The MegaTexture technology had been much-hyped, and it did indeed work (apart from some appalling driver issues that hurt the PC launch badly), but was it enough?
The game was touted as including RPG elements, but these really boiled down to buying and selling ammo and equipment. It was almost impossible to run out of ammo, so much of this was pointless to begin with.
RAGE just didn’t innovate as a game. I remember reading a review that suggested it should have been called “Fetch”. After playing the first few levels I could see why. It went a bit like this:
Want a gun? Go and do a job for me first? Now do another one and I’ll give you something else? Got that? Go and see my friend for another job.
The story felt tired and basic. Furthermore, the post-apocalyptic setting (although breathtakingly beautiful) was hollow. It was obvious now that, while id knew how to design cutting-edge technology, they didn’t have much in the way of innovation to give.
The huge wastelands, which were supposed to be part of RAGE’s personality and an integral part of the game, were nothing more than nice scenery to drive through. The environment wasn’t interactive. There was no point in stopping the buggy to have a look around because, apart from a few plants to harvest, nothing could be done.
Furthermore, the levels themselves – while gorgeous – had no consistency. It felt like id had designed twenty or so levels, each with different enemies, and then just plugged them into the wasteland, plonking doors here and there. Of course, you couldn’t just enter any old door at any time – only when the game allowed you to.
For me, this emptiness reached its peak in the final hub area, known as Subway Town. The place was dripping with atmosphere. Authority drones loomed ominously overhead and menacing characters lurked on every corner. But there wasn’t any menace apparent in the gameplay. Everything just ticked along as normal, and the “menace” turned out to be graphical only.

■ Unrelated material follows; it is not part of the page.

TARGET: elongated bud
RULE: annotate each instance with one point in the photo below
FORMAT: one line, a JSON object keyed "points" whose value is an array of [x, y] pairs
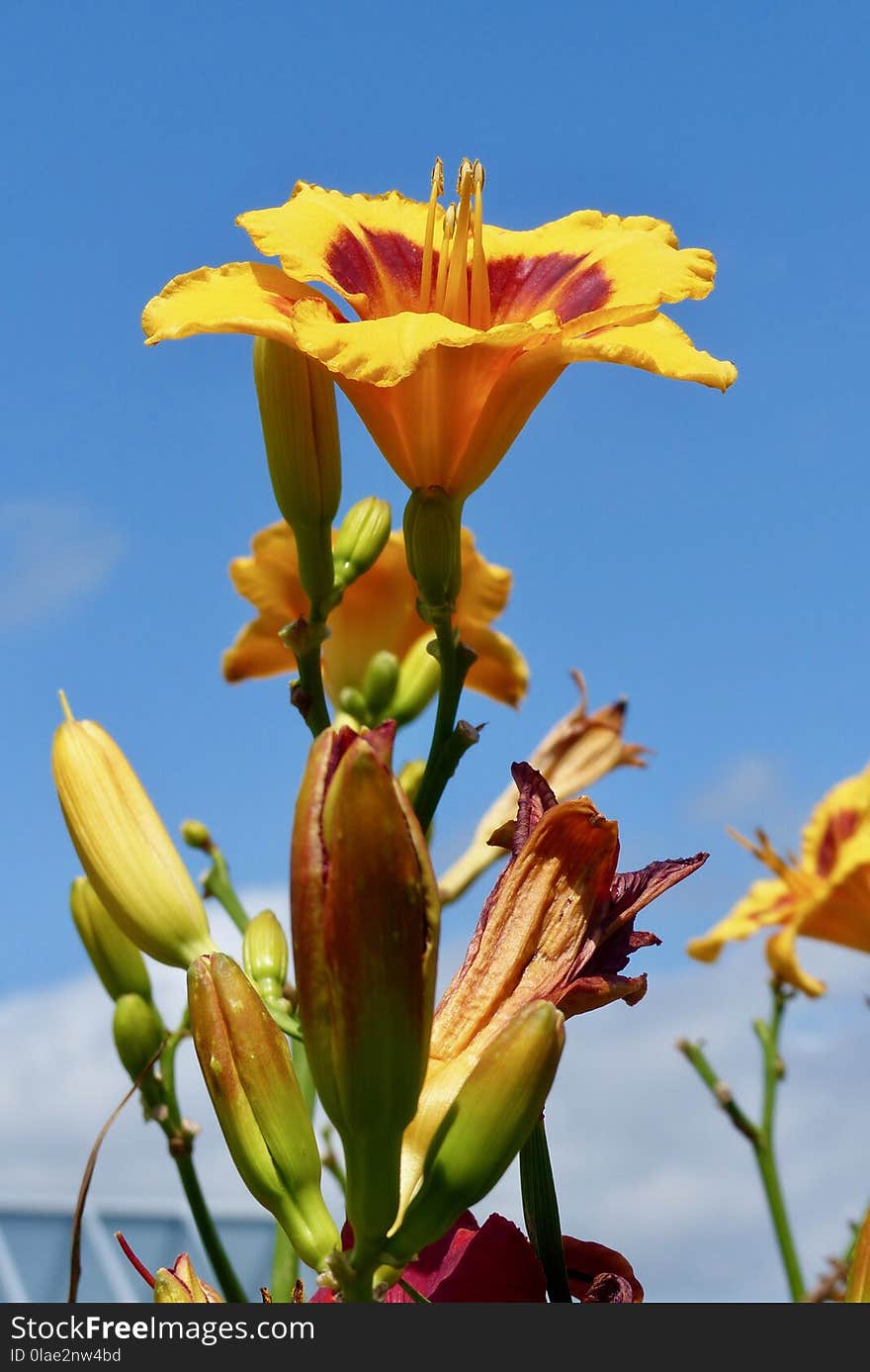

Don’t get me wrong. I enjoyed RAGE enormously, and I played it through twice. But it didn’t set the bar for others to follow, as id’s games had done in the past. And while it may have had the best engine, other engines were by now so good that it probably didn’t matter that much.
Basically, RAGE didn’t scare me. DOOM managed that, almost twenty years earlier and with much more basic technology. The characters and monsters in RAGE, on the other hand, felt like cartoons.
Who knows what’s next for id Software. DOOM 4 was rumoured to have been restarted after it failed to live up to standards. As for RAGE 2 – who knows?
It’s good news for the latest engine though. Wolfenstein The New Order and The Evil Within have both been announced as using idTech 5 (the RAGE engine), so it will be interesting to see what different studios do with the technology.